Cancer Society says NB should ban pesticides

The Canadian Cancer Society thinks New Brunswick municipalities should ban the use of pesticides on residential and public property. The Cancer Society’s NB spokesperson, Lynn Ann Duffley,  says evidence linking pesticides with cancer is growing, and it simply doesn't make sense to use a substance that could cause cancer to make a lawn look pretty.

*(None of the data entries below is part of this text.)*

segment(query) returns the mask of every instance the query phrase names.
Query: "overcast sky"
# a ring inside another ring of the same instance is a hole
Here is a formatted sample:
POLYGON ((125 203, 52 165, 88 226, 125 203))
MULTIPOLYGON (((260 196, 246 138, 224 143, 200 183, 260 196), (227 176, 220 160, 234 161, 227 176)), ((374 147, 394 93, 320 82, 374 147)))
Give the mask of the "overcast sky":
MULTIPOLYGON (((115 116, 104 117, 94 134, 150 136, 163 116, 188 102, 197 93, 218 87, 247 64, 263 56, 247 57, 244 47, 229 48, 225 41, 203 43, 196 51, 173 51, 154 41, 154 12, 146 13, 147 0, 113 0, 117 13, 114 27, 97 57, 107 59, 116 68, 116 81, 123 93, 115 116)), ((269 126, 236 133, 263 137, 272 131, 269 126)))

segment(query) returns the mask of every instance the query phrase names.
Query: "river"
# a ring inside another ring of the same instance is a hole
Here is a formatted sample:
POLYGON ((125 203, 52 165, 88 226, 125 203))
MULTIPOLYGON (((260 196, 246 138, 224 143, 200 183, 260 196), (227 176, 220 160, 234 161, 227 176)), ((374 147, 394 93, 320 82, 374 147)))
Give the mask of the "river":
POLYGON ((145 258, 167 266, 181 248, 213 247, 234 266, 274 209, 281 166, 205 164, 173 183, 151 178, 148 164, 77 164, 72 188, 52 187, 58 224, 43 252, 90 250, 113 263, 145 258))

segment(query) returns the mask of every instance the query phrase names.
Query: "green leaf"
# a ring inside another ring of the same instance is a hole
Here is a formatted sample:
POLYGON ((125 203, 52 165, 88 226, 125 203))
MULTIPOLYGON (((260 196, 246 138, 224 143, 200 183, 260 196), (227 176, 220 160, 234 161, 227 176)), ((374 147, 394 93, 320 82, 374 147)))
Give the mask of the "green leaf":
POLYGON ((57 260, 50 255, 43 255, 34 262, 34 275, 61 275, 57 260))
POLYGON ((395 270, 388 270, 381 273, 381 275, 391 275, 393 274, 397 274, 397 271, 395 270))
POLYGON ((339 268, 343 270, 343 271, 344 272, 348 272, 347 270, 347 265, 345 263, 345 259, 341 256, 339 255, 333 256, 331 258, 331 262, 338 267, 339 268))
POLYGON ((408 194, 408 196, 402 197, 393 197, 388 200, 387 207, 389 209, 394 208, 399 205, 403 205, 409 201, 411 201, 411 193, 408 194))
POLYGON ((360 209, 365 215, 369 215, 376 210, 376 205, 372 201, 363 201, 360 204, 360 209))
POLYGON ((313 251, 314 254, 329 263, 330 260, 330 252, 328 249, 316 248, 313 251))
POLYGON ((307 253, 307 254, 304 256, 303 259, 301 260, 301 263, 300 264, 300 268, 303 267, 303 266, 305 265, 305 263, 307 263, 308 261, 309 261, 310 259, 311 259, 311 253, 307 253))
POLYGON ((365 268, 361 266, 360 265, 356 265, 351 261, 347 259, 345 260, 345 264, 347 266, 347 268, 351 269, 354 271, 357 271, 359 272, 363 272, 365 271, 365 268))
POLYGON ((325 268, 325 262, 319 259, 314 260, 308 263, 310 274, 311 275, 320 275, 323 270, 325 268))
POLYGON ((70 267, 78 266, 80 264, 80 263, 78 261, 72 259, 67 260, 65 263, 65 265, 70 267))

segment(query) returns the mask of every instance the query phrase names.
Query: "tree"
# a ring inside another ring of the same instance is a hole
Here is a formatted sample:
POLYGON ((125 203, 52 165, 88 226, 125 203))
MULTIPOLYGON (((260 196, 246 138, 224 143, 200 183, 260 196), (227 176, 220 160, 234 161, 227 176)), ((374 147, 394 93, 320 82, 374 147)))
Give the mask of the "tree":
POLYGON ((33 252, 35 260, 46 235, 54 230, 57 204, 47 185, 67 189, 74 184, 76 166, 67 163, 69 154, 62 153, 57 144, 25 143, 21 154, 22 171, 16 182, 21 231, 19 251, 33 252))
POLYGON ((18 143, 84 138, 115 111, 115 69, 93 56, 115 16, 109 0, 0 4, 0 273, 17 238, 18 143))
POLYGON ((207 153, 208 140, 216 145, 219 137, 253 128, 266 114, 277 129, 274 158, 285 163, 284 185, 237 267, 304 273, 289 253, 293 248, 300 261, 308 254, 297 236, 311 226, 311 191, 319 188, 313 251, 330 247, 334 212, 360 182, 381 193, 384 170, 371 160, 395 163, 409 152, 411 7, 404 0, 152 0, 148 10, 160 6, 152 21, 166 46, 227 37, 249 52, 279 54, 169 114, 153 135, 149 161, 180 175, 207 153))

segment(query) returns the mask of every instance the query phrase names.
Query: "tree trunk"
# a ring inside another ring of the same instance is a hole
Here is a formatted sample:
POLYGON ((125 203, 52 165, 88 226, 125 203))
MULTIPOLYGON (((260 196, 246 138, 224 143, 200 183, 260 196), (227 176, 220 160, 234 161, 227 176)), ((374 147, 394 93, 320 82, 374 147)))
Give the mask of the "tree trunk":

To date, only three small municipalities in NB have passed pesticide bylaws: Caraquet, Shediac and Sackville. The larger NB municipalities are playing “pass the buck” with the province. The municipalities say the province should pass legislation to explicitly allow them to limit pesticide use. The province says it will only do so when half the municipalities in the province ask for this right. The Supreme Court has already ruled that municipalities have the right to pass pesticide bylaws.
 
Nova Scotian politicians are not acting much smarter. The NS Municipalities Act was amended in 1998 to allow HRM to become the first major city with a pesticide bylaw. But at the same time the Act blocked other NS municipalities from doing the same thing.  This puts NS municipalities in a difficult situation. Although legal experts say the legislation is unlikely to stand up to a court challenge, no municipality has yet been willing to take this on. 
 
Across the country, eleven million Canadians ( more than one in three) are now protected from exposure to lawn and garden pesticides by provincial or municipal legislation. Ninety six municipalities have passed bylaws which limit or ban the use of cosmetic pesticides. From Vancouver, Toronto and Halifax, to the tiny community of Lac-St-Joseph, population 184, municipalities are taking the right to protect their citizens seriously. The province of Quebec leads the way as the only province to ban both the sale and use of the most hazardous lawn and garden chemicals anywhere in the province.